Ron DeGregorio is an American ice hockey executive. He was the president of USA Hockey from 2003 to 2015, when he was elected the organization's fourth president since 1937 in 2003. He was awarded the Lester Patrick Trophy the same year.

==Career==
DeGregorio has been involved with ice hockey for more than 40 years. DeGregorio was first appointed to a USA Hockey post in 1973, when he was named the registrar for the New England District. He was elected to the USA Hockey board of directors in 1975, and later became the vice president of youth hockey. He was the treasurer in the 1980s. In 1995, DeGregorio was elected vice president and chairman of the USA Hockey International Council. He held those positions until 2003, when he was elected president. He has also represented the U.S. at numerous international events, including the Winter Olympics. As president, DeGregorio has been responsible for numerous ceremonial functions; for example, DeGregorio honoured Mike Modano during an on-ice presentation as the top US-born scorer in the National Hockey League.
For his efforts to build ice hockey in the United States, he was award the Lester Patrick Trophy in 2003.

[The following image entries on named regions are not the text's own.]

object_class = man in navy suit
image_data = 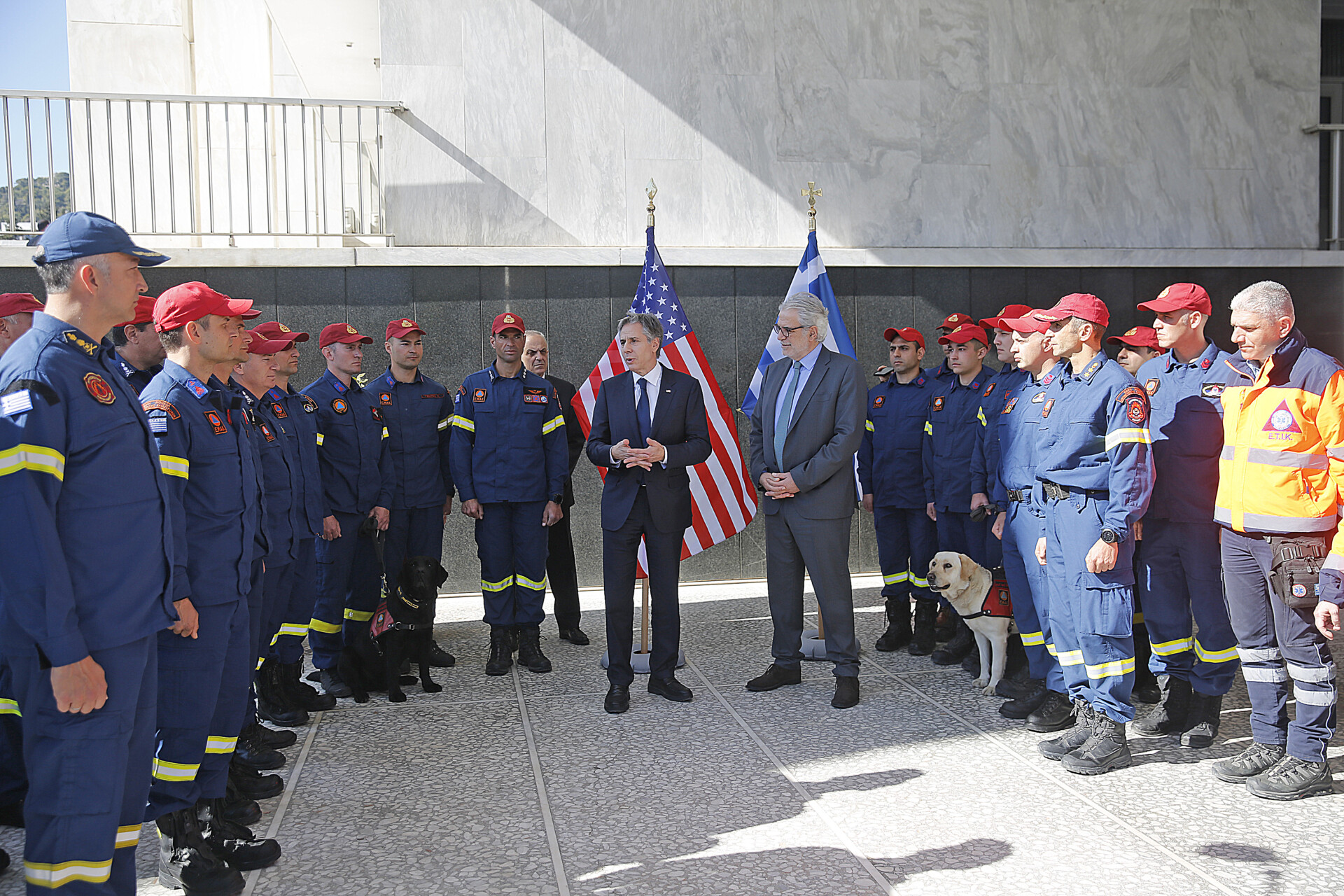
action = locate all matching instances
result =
[587,314,710,713]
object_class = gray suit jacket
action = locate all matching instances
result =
[750,345,868,520]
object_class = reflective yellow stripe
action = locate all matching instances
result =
[0,444,66,482]
[149,759,200,780]
[1153,638,1195,657]
[1087,657,1134,678]
[23,858,111,889]
[159,454,191,479]
[1195,638,1239,662]
[1106,428,1153,451]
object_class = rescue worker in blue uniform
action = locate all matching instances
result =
[253,321,336,722]
[110,295,164,395]
[304,323,393,697]
[1036,293,1153,775]
[859,326,938,657]
[450,312,568,676]
[989,309,1074,732]
[140,282,279,893]
[1133,284,1238,748]
[379,317,456,668]
[0,212,177,896]
[923,323,992,666]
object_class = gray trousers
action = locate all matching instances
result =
[764,500,859,676]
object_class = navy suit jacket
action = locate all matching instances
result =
[587,367,710,532]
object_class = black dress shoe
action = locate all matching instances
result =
[831,676,859,709]
[602,685,630,716]
[748,662,802,692]
[649,676,695,703]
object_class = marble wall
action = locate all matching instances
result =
[380,0,1320,248]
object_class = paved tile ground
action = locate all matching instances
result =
[0,578,1344,896]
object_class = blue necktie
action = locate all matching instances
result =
[774,361,802,473]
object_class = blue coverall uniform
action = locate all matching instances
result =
[1134,342,1238,697]
[859,373,937,624]
[985,365,1067,693]
[379,368,453,594]
[449,364,570,626]
[304,371,393,669]
[1036,355,1153,722]
[0,312,178,895]
[140,360,260,821]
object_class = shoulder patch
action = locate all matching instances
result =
[140,398,181,421]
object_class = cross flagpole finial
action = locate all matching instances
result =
[802,180,821,230]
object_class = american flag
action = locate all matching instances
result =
[574,227,757,564]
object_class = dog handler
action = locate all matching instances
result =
[1036,293,1153,775]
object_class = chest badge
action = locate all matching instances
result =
[85,373,117,405]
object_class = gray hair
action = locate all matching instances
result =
[1228,279,1297,323]
[780,293,831,342]
[615,314,663,345]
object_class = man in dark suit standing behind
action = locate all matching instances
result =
[587,314,715,713]
[523,329,589,646]
[748,293,867,709]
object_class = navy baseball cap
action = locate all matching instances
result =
[32,211,168,267]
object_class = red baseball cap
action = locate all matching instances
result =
[1138,284,1214,321]
[882,326,925,348]
[1106,326,1161,351]
[0,293,44,317]
[1036,293,1110,326]
[155,281,260,333]
[938,323,989,345]
[317,323,374,348]
[491,312,527,336]
[253,321,309,345]
[383,317,425,340]
[980,305,1035,329]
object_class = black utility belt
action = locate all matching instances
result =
[1042,482,1110,501]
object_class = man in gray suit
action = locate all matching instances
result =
[748,293,867,709]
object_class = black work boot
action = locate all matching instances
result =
[196,799,279,871]
[156,807,244,896]
[485,626,513,676]
[1134,676,1191,738]
[276,661,336,712]
[1246,756,1335,799]
[910,599,938,657]
[517,626,551,672]
[1180,690,1223,750]
[1027,692,1093,762]
[1212,743,1286,785]
[929,617,976,666]
[1059,709,1134,775]
[874,598,910,653]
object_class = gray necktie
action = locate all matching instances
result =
[774,361,802,473]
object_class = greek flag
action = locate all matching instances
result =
[742,230,856,416]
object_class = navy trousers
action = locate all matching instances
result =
[1220,529,1337,762]
[8,638,159,896]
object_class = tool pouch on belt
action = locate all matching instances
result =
[1268,535,1331,610]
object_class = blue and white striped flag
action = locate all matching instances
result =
[742,230,858,416]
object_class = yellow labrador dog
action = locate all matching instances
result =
[929,551,1012,697]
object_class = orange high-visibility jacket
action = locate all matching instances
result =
[1226,329,1344,568]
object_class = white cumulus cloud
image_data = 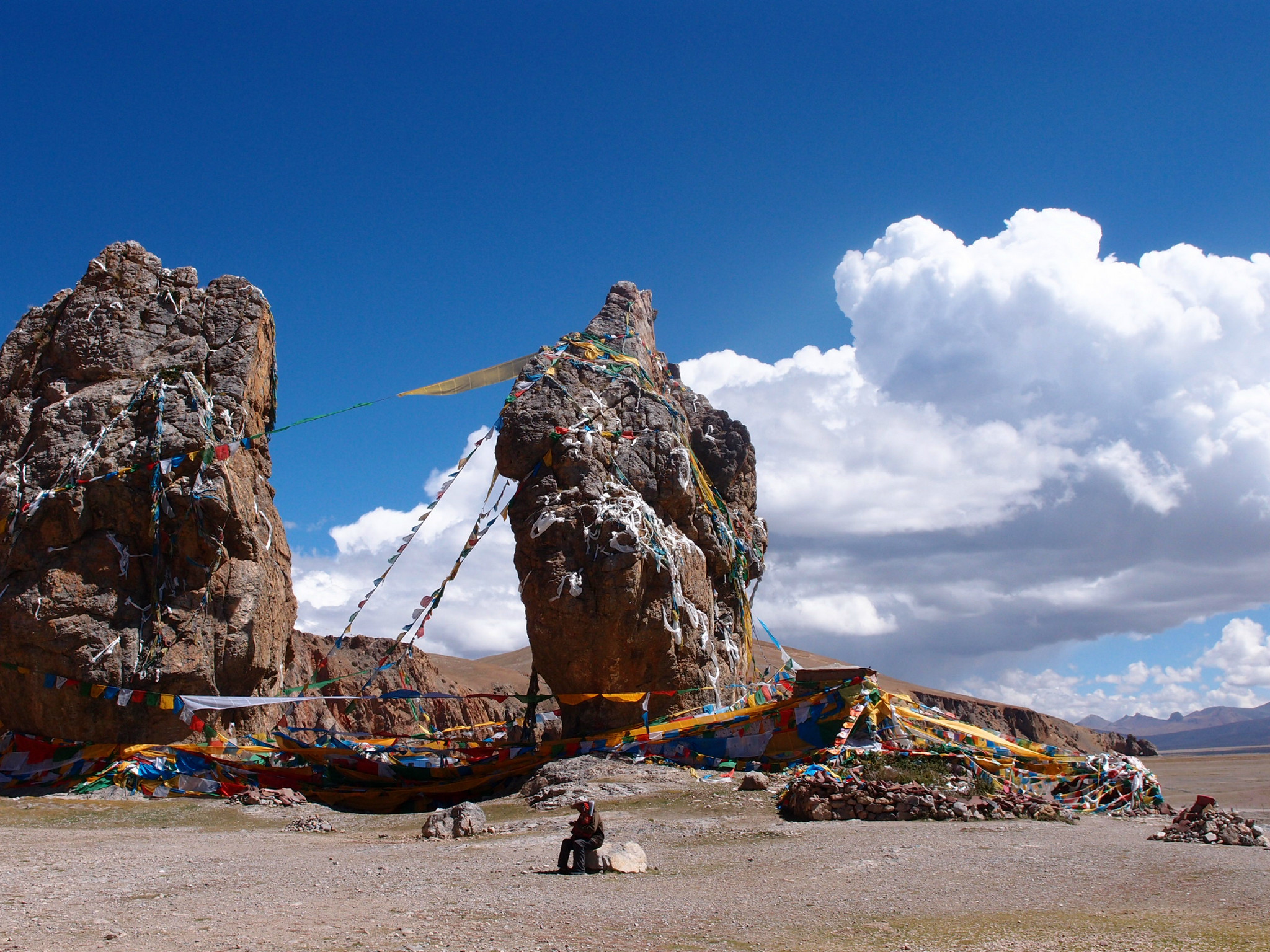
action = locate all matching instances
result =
[293,430,526,656]
[1199,618,1270,688]
[682,209,1270,685]
[296,209,1270,716]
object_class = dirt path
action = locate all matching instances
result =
[0,761,1270,952]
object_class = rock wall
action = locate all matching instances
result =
[497,282,767,736]
[0,241,296,741]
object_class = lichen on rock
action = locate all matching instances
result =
[0,241,296,741]
[497,282,767,736]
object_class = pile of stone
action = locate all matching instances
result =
[1147,796,1270,847]
[422,801,494,839]
[282,815,339,832]
[781,773,1076,822]
[233,787,309,806]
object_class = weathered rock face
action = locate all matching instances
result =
[0,242,296,741]
[497,282,767,736]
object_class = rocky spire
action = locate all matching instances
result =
[497,282,767,736]
[0,241,296,741]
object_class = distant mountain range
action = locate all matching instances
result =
[1078,703,1270,750]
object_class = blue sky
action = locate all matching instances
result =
[0,2,1270,703]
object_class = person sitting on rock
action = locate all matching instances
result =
[556,800,605,876]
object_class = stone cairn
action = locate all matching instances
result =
[779,773,1076,822]
[233,787,309,806]
[1147,796,1270,847]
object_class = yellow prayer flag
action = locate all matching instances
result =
[397,351,537,396]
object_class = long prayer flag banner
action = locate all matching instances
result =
[397,350,538,396]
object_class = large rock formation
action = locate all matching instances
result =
[497,282,767,736]
[0,241,296,741]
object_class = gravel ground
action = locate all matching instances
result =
[0,783,1270,952]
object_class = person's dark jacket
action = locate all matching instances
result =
[569,810,605,849]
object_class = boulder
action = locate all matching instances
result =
[497,282,767,736]
[0,241,296,743]
[587,842,647,872]
[422,801,486,839]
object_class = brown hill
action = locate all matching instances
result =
[430,641,1144,752]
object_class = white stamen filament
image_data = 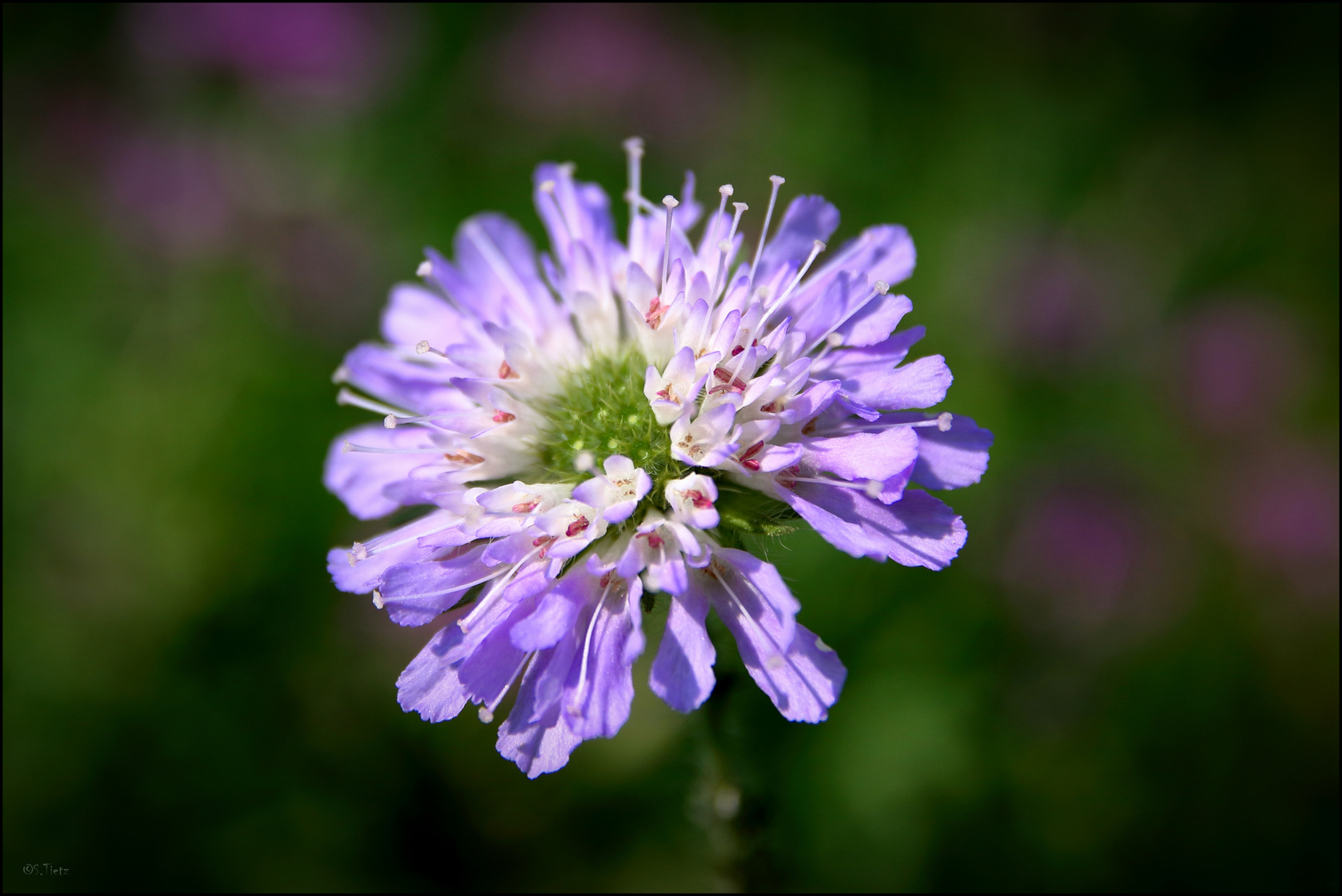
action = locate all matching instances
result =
[807,411,955,439]
[541,181,577,240]
[476,650,535,724]
[759,240,825,327]
[341,440,451,455]
[624,137,643,255]
[463,222,531,318]
[783,476,881,498]
[661,196,681,295]
[718,570,787,670]
[352,519,461,559]
[335,389,416,420]
[709,202,750,302]
[750,174,788,285]
[456,544,545,635]
[699,183,733,260]
[569,578,615,715]
[801,280,890,354]
[415,339,447,358]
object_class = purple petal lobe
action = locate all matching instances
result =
[326,509,461,594]
[498,655,583,778]
[564,572,644,739]
[757,196,839,280]
[804,426,918,481]
[396,614,467,722]
[648,587,716,713]
[322,422,443,519]
[778,483,966,569]
[510,592,578,650]
[691,565,847,722]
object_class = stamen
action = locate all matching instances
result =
[476,650,535,724]
[624,137,643,255]
[788,476,885,498]
[699,183,733,260]
[716,569,785,670]
[759,240,825,327]
[661,196,681,295]
[569,582,615,716]
[750,174,788,285]
[415,339,447,358]
[463,222,530,311]
[709,202,750,302]
[539,181,577,240]
[801,280,890,354]
[335,389,416,420]
[341,441,456,455]
[350,519,461,566]
[804,411,955,437]
[456,542,549,635]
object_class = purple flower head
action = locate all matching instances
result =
[326,141,992,777]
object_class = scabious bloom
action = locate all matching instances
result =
[325,139,992,778]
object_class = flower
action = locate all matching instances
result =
[325,141,992,777]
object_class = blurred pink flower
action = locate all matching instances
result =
[487,2,729,142]
[1218,441,1338,601]
[989,239,1131,368]
[130,2,387,102]
[1003,485,1173,641]
[1177,302,1303,435]
[105,131,233,256]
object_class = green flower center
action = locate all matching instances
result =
[537,348,796,544]
[538,348,689,496]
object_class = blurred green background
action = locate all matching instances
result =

DeGregorio is the originator of "Mini One-On-One", an ice hockey competition for youth. It has been broadcast on the Boston Bruins' television network. Outside of ice hockey, DeGregorio is the president of the PenFacs Group, a firm that specializes in investment and insurance.

DeGregorio is included as a featured person in the 2010 publication “American Ice Hockey Administrators” (ISBN 1158330243)

==Personal life==
DeGregorio currently resides in Salem, New Hampshire with his wife Susan. He was once one of the three owners of the Kentucky Thoroughblades of the American Hockey League.